For example when one is only starting to learn QFT and you're quantizing the Klein-Gordon Field (Which describes a spin 0 boson) you start with the lagrangian density $$\mathcal{L} = \frac{1}{2}(\partial_{\mu}\phi)(\partial^{\mu}\phi) - \frac{1}{2}m^2\phi^{2}$$

and calculate the conjugate momentum $$\pi = \frac{\partial \mathcal{L}}{\partial(\partial_{t}\phi)}$$ With these you can calculate the usual Hamiltoninan density by doing $$\mathcal{H} = \dot \phi \pi - \mathcal{L}$$

If now you want to quantize this system you promote these functions into operators and enforce that they must satisfy the following commutation relations: $$[\phi(x), \pi(y)] = i \delta^{3}(x-y)$$ $$[\phi(x), \phi(y)] = 0$$ $$[\pi(x), \pi(y)] = 0$$

Now if you were to write $\phi$ and $\pi$ in momentum space and in terms of some operators $a^\dagger$ and $a$ you can obtain analogous commutation relations for these operators. These are called creation and annihilation operators. The will create or annihilate a particle state.
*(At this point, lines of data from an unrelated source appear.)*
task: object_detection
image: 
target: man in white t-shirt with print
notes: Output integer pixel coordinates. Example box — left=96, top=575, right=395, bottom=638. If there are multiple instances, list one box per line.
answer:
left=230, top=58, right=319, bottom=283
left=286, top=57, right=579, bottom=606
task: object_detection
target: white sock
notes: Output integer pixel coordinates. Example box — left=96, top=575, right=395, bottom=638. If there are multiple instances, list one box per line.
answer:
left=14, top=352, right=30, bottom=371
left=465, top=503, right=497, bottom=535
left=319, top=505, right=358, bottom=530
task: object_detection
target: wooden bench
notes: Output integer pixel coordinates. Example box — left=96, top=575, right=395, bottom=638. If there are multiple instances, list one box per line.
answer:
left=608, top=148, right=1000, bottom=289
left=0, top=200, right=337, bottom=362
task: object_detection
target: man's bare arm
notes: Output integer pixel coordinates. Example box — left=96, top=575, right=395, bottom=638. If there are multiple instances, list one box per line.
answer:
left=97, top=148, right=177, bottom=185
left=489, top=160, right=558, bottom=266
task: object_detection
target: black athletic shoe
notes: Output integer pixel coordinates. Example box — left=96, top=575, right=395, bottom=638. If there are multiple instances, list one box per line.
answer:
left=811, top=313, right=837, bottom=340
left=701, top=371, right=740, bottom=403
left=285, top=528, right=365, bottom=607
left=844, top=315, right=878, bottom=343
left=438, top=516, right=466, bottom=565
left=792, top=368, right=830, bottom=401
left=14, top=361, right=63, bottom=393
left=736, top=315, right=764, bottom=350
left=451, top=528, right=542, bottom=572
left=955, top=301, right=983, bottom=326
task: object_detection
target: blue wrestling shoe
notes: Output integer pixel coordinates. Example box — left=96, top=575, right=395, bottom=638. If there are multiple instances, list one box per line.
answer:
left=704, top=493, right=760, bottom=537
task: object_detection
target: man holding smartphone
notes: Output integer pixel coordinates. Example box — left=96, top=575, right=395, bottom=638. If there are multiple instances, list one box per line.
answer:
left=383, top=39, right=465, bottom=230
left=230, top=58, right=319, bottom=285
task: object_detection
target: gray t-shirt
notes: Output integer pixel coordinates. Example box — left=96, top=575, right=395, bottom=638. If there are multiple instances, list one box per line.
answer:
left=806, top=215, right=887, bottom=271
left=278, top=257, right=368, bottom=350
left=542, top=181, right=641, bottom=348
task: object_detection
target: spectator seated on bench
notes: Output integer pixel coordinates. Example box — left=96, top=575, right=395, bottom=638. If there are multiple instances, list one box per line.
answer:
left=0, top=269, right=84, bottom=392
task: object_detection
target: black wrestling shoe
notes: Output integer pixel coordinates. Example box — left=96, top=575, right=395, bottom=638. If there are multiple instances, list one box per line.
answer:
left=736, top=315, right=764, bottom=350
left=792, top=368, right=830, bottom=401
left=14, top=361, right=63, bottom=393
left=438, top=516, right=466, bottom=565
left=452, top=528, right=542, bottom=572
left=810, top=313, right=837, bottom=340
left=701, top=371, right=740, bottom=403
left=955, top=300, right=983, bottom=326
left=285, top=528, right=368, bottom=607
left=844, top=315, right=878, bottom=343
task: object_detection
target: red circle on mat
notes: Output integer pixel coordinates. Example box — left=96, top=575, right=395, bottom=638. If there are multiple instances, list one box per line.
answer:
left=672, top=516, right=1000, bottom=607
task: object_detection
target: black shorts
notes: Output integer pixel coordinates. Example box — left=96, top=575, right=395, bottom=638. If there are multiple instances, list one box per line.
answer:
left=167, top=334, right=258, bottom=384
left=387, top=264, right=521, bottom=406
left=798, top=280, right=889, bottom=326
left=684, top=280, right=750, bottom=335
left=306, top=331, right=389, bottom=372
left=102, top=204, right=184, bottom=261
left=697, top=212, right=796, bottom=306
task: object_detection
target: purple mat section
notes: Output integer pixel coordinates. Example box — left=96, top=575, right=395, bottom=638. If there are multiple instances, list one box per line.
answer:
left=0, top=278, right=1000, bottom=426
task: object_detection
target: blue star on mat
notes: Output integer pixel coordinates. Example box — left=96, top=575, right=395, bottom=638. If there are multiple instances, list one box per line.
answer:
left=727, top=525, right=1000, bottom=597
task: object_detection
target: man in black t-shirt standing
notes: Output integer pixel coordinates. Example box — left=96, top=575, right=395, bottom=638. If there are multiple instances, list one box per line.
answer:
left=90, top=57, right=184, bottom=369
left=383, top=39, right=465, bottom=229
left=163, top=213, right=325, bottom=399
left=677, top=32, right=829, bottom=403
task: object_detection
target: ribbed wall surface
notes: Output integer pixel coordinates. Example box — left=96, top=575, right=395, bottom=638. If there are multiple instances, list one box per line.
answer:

So imagine you have your vacuum state $|0\rangle$ you want your theory to be such that if you apply and annihilation operator to your vacuum state you get nothing that is $a |0\rangle$ = 0 because if you were to get a lower energy state then $|0\rangle$ wasn't really the vacuum state.

The thing is if you where to consider a similar procedure for the Dirac equation starting from $$\mathcal{L} =\overline{\psi}(-i\gamma^\mu \partial_\mu +m)\psi$$ where $\gamma^{\mu}$ are the Dirac gamma matrices. As you might know the Dirac field describes a spin-1/2 fermion. If you follow the exact same procedure and enforce the commutation relations you find that your theories energies aren't bounded by below. That is you can keep applying annihilation operators to the vacuum state and get lower and lower energies. What happens is if you now force the field and momentum to have anti-commutation relations instead $$\{\psi(x), \pi(y)\} = i \delta^{3}(x-y)$$ $$\{\psi(x), \psi(y)\} = 0$$ $$\{\pi(x), \pi(y)\} = 0$$

the theory is now bounded from below and you can no longer apply the annihilation operator to the vacuum state to obtain a lower energy state.

So in a way this means that for bosons you needed fields such that $[\phi(x),\phi(y)] = 0 $ but for fermions you need a field that does the opposite $\{\psi(x),\psi(y)\} = 0$ which is what one usually defines fermions and bosons by in undergraduate QM. This for me has always been a way of looking at spin-statistics from the QFT perspective.

NOTE: I'm not claiming that this is a rigorous or formal proof of the Spin Statistics Theorem in anyway but it was just a bit big to leave as a comment. I'm sorry if this wasn't answer worthy.